La guerre de 1870 accentue cette évolution en contraignant la société des chemins de fer de l’Est à déplacer ses ateliers de réparation de wagons de la Lorraine annexée par l’Allemagne, à Romilly. L’atelier va y occuper un espace considérable que le voyageur qui traverse la ville identifie immédiatement en longeant son long mur d’enceinte griffé de vigne vierge. L’atelier comptera jusqu’à près de 2000 employés. Même si aujourd’hui le personnel a beaucoup décru, l’atelier reste l’une des activités phares de la ville, récemment confortée par l’entretien des rames TGV.

Le coeur de cette ville industrieuse bat désormais au rythme de toutes les luttes sociales du pays que ponctuent localement les crises du textile. C’est dans ce contexte des luttes sociales qu’est élu à Romilly à la fin du XIXème siècle le premier maire ouvrier de France Henri Millet. 

Sur le chemin des invasions

Le char « Romilly » symbole d’un passé ancré.
Le char « Romilly » symbole d’un passé ancré.

Située dans la plaine de Champagne et sur l’axe de la Seine, la ville de Romilly a vu passer bien des invasions, remontées des Normands sur la Seine, chevauchées de la Guerre de cent ans, passage de bandes armées des guerres de religions, invasion en 1814 des Autrichiens à la poursuite de Napoléon Ier , invasion prussienne en 1870. En 1914 face à l’invasion allemande, Romilly est aux avant-postes : Joffre, le vainqueur de la Marne, y fixe pour quelque temps son quartier général. C’est cette même proximité du front associée à la platitude favorable des lieux qui a fixé la présence d’une base aérienne, que cherchent à rappeler le monument érigé aucœur du centre commercial qui l’a remplacée et le nom « Aéromia » donné à la zone d’activités surla quelle s’étendait autrefois le terrain d’aviation.

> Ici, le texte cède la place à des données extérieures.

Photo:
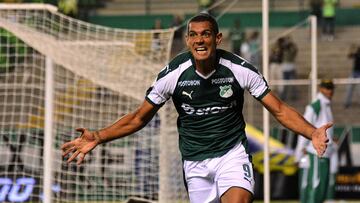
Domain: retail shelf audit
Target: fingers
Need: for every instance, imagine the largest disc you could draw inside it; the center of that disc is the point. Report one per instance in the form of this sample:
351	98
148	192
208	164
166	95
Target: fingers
81	158
81	130
67	151
328	125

Sans doute la permanence de ces troubles participe-t-elle la sensibilité particulière de la population à la sauvegarde de la liberté : en témoignent le rôle important joué par nombre de Romillons aux heures tragiques de la Résistance, dont beaucoup y laisseront leur vie. En atteste le nom de nombreuses rues et places et le char « Romilly » juché sur son tertre près du Monument aux Morts, premier char de la colonne Leclerc à être entré dans Paris en libérateur.

Derrière les lieux la vraie richesse de Romilly...ses habitants

L’Histoire de Romilly n’y a pas laissé de grands monuments de pierres propre à retenir l’attention du voyageur pressé, mais elle est imprimée dans l’humble charme du bâti et des lieux-dits et plus encore dans le coeur des Romillons riches et fiers de leur histoire ouvrière et qui savent retenir ceux que ne rebute pas la modestie des lieux.